With the rapid development of microprocessors and
microcameras, a current trend in developing portable
analytical devices is the use of a smartphone as a portable
imaging device. Cellphone-integrated colorimetric chemical
detection [28] portable microscopy [29], point-of-care
biomedical systems [30]-[31], and immunosensors have
been reported [32]. The use of smartphones as analytical
devices [33] will enable users to have access to portable
and cost-effective sensing at any time and any place.
The motivation of this work is to develop a low-cost,
portable and onsite device, which could count the number
of the particles and provide their size distributions. In this
work, a simple portable camera (attachment of the
smartphone) is used to image the particles. As such portable
camera cannot provide enough resolution images to
distinguish different sized particles, a VI is required to
separate the particles by their size first before image
analysis to provide accurate counting.
II. THEORETICAL FOUNDATIONS AND SIMULATION
A. System Design
Fig. 1A shows the whole separation chip, which consists of
three bonded layers. In addition, Fig. 1B displays the
overall working flow of the aerosol particle detection. First,
different sized particles were initially separated in the VI
with a cut-off diameter of 2 µm (separation). After
separation, the separated fine particles were deposited on
the membrane on the bottom wafer by thermophoresis
(deposition). The temperature gradient induced by the two
layers introduced a force to push the fine particles deposited
on the cold substrate. Next, a smartphone-based hand-held
microscope was applied to directly image the collected
samples (imaging). Finally, a self-developed application
(APP) was employed to acquire the microparticle
information, such as the number and size distributions. Fig.

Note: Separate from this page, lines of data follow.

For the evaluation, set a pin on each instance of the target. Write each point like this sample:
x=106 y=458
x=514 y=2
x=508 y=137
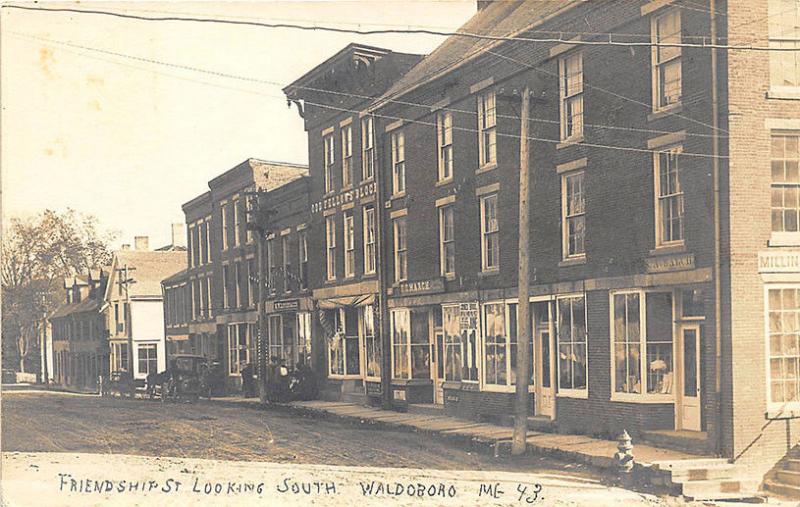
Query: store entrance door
x=545 y=401
x=688 y=413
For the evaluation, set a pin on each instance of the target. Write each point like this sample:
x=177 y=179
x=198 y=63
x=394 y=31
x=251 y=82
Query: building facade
x=663 y=240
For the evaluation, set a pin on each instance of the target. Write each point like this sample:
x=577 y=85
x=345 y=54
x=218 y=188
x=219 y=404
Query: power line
x=410 y=31
x=321 y=90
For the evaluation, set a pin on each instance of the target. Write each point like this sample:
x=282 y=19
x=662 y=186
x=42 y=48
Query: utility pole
x=519 y=442
x=124 y=280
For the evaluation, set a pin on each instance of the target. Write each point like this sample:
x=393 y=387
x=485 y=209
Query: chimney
x=178 y=236
x=141 y=243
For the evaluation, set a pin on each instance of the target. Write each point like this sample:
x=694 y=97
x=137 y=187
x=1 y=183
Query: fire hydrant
x=624 y=455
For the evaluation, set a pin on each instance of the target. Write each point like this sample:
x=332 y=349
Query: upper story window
x=224 y=215
x=573 y=224
x=784 y=33
x=669 y=198
x=347 y=156
x=237 y=222
x=400 y=250
x=367 y=149
x=666 y=29
x=785 y=182
x=490 y=233
x=369 y=240
x=444 y=130
x=398 y=163
x=329 y=159
x=349 y=245
x=571 y=89
x=487 y=128
x=447 y=241
x=330 y=247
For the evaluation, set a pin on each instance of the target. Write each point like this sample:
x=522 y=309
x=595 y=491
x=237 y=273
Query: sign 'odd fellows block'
x=779 y=262
x=667 y=263
x=432 y=286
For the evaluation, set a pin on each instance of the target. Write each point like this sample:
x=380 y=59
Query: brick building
x=664 y=218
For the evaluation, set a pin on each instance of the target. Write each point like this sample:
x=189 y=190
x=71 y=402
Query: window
x=147 y=358
x=303 y=247
x=398 y=163
x=330 y=235
x=666 y=29
x=490 y=235
x=571 y=79
x=226 y=280
x=487 y=128
x=571 y=336
x=669 y=198
x=287 y=264
x=367 y=149
x=784 y=352
x=784 y=33
x=573 y=223
x=369 y=240
x=329 y=159
x=224 y=214
x=238 y=348
x=785 y=183
x=453 y=349
x=237 y=222
x=642 y=342
x=349 y=245
x=444 y=129
x=372 y=343
x=401 y=331
x=447 y=244
x=400 y=250
x=347 y=156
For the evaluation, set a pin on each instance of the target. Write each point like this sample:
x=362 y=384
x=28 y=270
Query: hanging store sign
x=670 y=263
x=778 y=262
x=432 y=286
x=353 y=195
x=287 y=305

1C shows the real sensor system, the machined VI, the PM
sensor, and the imaging system.
FIGURE 1. (A) Schematic of the PM separation chip. (B) The working flow of the PM analytical system. (C) The VI for particle separation with microfluidic
channels. (D) The PM sensor contains a thermal electrode with the resistance of 28 Ω. (E) The imaging system, including a hand-held microscope and a
smartphone.
The particle sensor chip consists of three bonded layers.
The main layer is a VI for mixed particle separation. The
VI microfluidic channel is fabricated by micromachined
technology with a size of 70 mm × 28 mm × 3.5 mm (Fig.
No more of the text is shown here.